Supervisors last week gave staff the go-ahead to pitch such a plan with startup costs estimated to be between $2 million and $6 million, money that would likely come from bond financing through the JPA.
Under the proposal, the agency would use the purchasing power of the region to buy electricity, ideally from renewable energy sources such as solar and wind generators. Supporters say the benefits of such an endeavor, similar to a power authority created in Marin County, would include lowering carbon emissions and, possibly, power costs while creating jobs and giving the region more control.

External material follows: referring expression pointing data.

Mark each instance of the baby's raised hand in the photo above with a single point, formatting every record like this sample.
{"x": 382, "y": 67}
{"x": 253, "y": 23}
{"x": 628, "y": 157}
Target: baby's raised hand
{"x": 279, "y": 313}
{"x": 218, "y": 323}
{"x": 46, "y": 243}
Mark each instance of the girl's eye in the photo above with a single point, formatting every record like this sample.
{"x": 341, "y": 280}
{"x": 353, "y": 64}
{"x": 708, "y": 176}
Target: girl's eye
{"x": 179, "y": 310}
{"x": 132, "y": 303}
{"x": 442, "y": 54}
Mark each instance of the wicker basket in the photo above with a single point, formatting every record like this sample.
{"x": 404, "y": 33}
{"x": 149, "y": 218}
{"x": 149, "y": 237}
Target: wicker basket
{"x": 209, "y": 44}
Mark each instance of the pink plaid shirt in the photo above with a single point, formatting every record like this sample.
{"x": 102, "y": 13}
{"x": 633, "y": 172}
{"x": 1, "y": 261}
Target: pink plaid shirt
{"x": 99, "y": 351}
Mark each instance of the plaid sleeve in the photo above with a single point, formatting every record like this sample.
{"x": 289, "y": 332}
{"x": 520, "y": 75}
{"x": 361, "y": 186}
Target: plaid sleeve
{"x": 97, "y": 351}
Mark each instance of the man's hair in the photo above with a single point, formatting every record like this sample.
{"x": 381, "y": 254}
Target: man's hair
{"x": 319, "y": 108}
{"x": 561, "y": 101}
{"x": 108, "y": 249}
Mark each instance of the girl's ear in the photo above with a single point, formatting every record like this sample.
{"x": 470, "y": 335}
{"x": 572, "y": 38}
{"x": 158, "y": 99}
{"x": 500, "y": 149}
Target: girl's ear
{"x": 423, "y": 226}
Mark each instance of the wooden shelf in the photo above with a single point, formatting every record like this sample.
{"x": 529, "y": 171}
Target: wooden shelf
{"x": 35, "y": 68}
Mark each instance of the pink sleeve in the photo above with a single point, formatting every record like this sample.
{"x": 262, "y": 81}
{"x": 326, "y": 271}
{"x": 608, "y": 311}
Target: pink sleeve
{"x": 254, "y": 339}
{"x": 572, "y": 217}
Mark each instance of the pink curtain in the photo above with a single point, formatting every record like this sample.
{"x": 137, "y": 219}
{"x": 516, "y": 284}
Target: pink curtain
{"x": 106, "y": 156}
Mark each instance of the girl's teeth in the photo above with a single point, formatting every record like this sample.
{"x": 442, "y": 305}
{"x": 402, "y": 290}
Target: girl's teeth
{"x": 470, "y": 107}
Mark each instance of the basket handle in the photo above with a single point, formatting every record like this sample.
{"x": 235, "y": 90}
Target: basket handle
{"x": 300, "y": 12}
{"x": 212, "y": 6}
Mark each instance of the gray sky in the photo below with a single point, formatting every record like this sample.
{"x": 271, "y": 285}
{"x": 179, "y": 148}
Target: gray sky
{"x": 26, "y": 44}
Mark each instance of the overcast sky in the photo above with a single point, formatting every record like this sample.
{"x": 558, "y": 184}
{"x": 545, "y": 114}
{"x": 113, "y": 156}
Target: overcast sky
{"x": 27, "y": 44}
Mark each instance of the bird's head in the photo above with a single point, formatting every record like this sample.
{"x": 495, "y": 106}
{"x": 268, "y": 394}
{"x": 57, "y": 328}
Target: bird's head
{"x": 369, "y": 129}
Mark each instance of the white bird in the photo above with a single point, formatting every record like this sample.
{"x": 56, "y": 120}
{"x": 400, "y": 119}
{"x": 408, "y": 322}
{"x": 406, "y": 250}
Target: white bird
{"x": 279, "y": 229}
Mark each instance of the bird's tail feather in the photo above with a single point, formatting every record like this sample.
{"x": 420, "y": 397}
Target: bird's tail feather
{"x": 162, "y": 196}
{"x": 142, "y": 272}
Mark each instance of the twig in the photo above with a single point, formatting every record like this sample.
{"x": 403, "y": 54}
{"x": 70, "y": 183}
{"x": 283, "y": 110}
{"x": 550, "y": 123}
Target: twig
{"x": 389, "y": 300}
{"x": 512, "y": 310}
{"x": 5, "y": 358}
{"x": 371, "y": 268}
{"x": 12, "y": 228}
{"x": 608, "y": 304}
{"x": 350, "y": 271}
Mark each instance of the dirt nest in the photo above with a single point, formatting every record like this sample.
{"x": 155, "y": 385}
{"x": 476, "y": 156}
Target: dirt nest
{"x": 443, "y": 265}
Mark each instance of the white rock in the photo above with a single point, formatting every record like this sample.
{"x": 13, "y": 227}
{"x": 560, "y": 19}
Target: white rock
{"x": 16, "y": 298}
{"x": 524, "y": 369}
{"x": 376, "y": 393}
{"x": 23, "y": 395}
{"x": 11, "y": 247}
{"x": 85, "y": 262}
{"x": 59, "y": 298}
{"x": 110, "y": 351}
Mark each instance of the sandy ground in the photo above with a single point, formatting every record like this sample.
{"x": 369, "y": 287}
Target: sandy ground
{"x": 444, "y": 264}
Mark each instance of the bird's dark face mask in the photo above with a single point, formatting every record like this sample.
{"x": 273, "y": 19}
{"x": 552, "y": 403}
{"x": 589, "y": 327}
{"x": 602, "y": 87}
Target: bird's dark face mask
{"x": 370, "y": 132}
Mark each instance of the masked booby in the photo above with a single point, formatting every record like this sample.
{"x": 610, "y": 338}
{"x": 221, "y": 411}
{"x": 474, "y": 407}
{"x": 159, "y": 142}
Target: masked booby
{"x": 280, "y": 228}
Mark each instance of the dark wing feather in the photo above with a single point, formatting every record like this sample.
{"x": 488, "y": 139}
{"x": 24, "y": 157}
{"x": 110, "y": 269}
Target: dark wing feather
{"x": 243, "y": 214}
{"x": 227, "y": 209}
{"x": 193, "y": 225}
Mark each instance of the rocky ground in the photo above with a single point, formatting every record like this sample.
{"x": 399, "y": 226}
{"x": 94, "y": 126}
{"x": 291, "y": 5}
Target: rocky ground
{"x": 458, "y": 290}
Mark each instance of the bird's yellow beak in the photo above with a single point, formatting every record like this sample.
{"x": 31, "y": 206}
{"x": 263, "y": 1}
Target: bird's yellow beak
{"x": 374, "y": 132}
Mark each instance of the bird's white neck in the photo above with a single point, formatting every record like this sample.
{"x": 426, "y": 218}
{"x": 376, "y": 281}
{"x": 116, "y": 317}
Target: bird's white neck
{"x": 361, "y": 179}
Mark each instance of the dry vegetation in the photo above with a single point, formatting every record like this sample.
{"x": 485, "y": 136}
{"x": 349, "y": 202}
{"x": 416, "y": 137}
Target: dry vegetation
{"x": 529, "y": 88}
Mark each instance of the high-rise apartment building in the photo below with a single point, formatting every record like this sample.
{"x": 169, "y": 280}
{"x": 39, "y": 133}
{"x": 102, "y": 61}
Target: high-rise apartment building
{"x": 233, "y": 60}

All of this is certainly promising. But as we've noted before, the biggest risk to this endeavor is the kind of unbridled enthusiasm that prevents the county from taking a more sober look at the true costs and risks of going into the power business.
Some of the questions we have:
; This is identified as the "Sonoma Clean Power" plan. But who will determine what constitutes "clean" or "green" renewable energy? Not everyone agrees on these terms. Hydroelectric plants, for example, are considered a major source of renewable energy, but Assembly Bill 32 only counts power from "small hydro" plants toward meeting state goals of greenhouse gas emissions. Furthermore, some scientists say the best way to reduce carbon emissions is through the construction of nuclear power plants. But it's unlikely that Sonoma County will go down that path. How will these terms be defined?
; And who will be at the helm to make these decisions? At the moment, the initiative is being overseen by the county Water Agency, which has the resources to take it this far. But the county lacks the structure and expertise to negotiate long-term power contracts on the open market. How will this team of experts be assembled?
Moreover, what are the expectations of how the salaries and benefits of the staff for this new agency will be determined and awarded? The county can't afford the salaries and benefits of its current employees. It certainly can't afford to be adding on a new layer. It matters little that this will be paid for through electricity charges. In this area, ratepayers and taxpayers are one and the same.
; County officials are assuring the public that they will have multiple opportunities to opt out of the plan and go back to dealing directly with PG&E. But what opt-out options will exist for the county as a whole if the system breaks down? We have no reason to believe this will unravel. But as the state of California learned during the deregulation debacle of 2001, if things can go wrong, they will.
These are some of the areas of concern that need to be addressed as the county moves forward with this initiative. It's promising, no doubt. But given the region's economy and the state of ratepayer pocketbooks, the county can't afford to be rosy-eyed in pursuit of being greener.